Não faltaram, inclusive, as menções aos assessores estrangeiros que participaram nos bastidores desse processo, revelando os meandros por vezes opacos da génese constitucional angolana.
O país, por breves momentos, pôde ver, sem filtros, quem costurou o tecido normativo e político do Estado angolano.
Destaca-se com particular apreço o Dr. Rui Ferreira, cuja intervenção foi marcada por uma rara honestidade intelectual, uma assepsia ética que, infelizmente, tem faltado ao nosso discurso público.
Ao reconhecer publicamente, com desarmante humildade, que ele e os seus colegas, à época da criação do sistema, eram jovens recém-saídos da universidade e que sequer cursaram Direito Constitucional, deu uma verdadeira lição de higiene intelectual.
Esta confissão não o fragiliza: antes, humaniza e dignifica, mostrando que os erros fundacionais não nasceram da maldade, mas da inexperiência e da pressa de tempos revolucionários.
Não menos disruptiva foi a contribuição do Deputado Silvestre Samy, que desnudou, em tom quase confessional, o carácter decorativo e, por vezes, farsesco de algumas das missões parlamentares no exterior.
Com notável coragem, denunciou o desperdício de recursos e o esvaziamento do papel do Parlamento nos processos de consulta constitucional: “viagens caras, vinhos portugueses e bacalhaus regados a champanhe”, para no fim, não serem ouvidos, nem tidos, nem achados.
O seu testemunho não foi apenas ilustrativo: foi profundamente simbólico.

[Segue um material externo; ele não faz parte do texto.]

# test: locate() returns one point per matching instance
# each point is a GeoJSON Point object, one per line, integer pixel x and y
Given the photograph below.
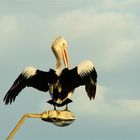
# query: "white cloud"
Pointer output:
{"type": "Point", "coordinates": [103, 107]}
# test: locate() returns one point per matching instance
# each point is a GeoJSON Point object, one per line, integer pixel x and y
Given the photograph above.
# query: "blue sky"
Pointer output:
{"type": "Point", "coordinates": [103, 31]}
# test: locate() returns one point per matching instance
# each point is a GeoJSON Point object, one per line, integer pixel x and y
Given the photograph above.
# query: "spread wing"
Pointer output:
{"type": "Point", "coordinates": [83, 74]}
{"type": "Point", "coordinates": [30, 77]}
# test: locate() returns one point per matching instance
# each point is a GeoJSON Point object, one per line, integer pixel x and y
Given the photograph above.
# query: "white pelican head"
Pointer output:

O Ondjango também teve a virtude de iluminar a verdadeira razão do divórcio entre decisões políticas e impacto social real.
Ficou evidente que, enquanto as energias do sistema se gastam em disputas triviais, as questões de fundo — de natureza económica, social e de cidadania material — continuam relegadas ao fundo do poço.
O povo, destinatário último da Constituição, segue ausente da mesa onde os seus direitos deveriam ser servidos.
PONTOS NEGATIVOS
O primeiro foi a ausência de vozes dissonantes. A mesa-redonda, se não for plural, tende a resvalar para “clube de amigos”, onde todos se conhecem, todos se poupam e ninguém faz perguntas difíceis.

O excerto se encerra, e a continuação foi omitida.